# warum keine fehlermeldungen auf der console



## noisebreath (14. Jun 2009)

was ich ja echt doof finde ist dass er mir keine fehler auf der console wirft wenn mein plugin eins wirft. kann mir jemand erklären warum das so ist und gibt es doch eine möglichkeit, dass ich einstellen könnte, dass er sie mir anzeigt?

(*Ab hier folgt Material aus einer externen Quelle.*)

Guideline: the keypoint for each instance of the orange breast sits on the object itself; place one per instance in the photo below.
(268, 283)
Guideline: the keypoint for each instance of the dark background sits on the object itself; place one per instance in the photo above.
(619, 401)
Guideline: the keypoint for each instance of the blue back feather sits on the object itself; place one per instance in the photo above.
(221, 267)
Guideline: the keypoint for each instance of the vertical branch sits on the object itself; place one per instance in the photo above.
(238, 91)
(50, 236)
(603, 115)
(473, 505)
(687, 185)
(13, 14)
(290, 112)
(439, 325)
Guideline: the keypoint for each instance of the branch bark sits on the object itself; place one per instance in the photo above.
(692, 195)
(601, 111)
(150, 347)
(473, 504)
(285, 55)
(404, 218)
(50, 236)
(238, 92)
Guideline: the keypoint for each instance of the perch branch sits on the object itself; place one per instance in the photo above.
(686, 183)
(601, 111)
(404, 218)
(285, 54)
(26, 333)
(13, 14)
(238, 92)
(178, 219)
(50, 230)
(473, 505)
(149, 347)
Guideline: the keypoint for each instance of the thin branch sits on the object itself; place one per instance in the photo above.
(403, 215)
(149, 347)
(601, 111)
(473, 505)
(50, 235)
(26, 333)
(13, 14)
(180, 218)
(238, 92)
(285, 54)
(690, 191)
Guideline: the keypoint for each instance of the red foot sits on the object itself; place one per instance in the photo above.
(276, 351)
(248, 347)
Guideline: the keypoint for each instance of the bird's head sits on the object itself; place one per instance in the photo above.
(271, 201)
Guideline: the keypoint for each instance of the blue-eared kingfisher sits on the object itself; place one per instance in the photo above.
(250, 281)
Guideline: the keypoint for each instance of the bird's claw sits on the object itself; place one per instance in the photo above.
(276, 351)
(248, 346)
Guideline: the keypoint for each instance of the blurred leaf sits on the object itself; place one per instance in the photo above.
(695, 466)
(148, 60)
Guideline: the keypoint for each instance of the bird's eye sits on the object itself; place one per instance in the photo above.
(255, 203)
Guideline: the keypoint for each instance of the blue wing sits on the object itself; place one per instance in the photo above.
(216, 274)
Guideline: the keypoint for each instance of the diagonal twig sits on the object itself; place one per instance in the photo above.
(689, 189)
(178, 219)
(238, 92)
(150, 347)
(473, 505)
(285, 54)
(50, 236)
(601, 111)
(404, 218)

Oder muss ich das schritt für schritt mit dem debugger durchgehen?

lg

noise


----------



## maki (14. Jun 2009)

> was ich ja echt doof finde ist dass er mir keine fehler auf der console wirft


Wer ist *er*???


----------



## noisebreath (14. Jun 2009)

eclipse ^^


----------



## noisebreath (14. Jun 2009)

vermutung: exceptions werden anders abgefangen als bei normalen java projects?!


----------



## maki (14. Jun 2009)

Vermutung: Solange du nicht in der Lage bist dein Problem zu so beschreiben, dass auch andere dein Problem verstehen, wirst du hier keine Lösung bekommen.


----------



## HoaX (14. Jun 2009)

Eclipse hat mit der Ausgabe nix zu tun, wenn im Code die Exception nirgends auf Konsole ausgegeben wird, dann ist das halt so. Es liegt an dir das zu ändern ...


----------



## noisebreath (15. Jun 2009)

oki wer auch immer dafür verantwortlich ist.. in einem normalen Java Project wirft er mir z.b. eine NullpointerException wenn mein plugin eine werfen sollte gibt er mir nichts aus. da muss es doch einen unterschied/grund für geben..


----------



## Vayu (15. Jun 2009)

Eclipse handled nunmal nicht gefangene Exception mit seinem eigenen ErrorHandler. Diese werden ins Eclipse ErrorLog weggeloggt und eben nicht auf Konsole.
Wenn du willst dass solche Exceptions auf Konsole ausgegeben werden, musst du Sie selber fangen und ausgeben.
Ansonsten schau ins ErrorLog, dort kannst du dir auch den StackTrace dazu anschauen, dafür ist es da.


----------



## noisebreath (15. Jun 2009)

ah oki danke


----------



## dzim (16. Jun 2009)

Da hat damals google sehr geholfen!
Du die Eclipse-eigene Konsole auch in deinen Anwendungen verwenden und eigene Unterkonsolen (werden über den Namen der Konsole referenziert) erstellen.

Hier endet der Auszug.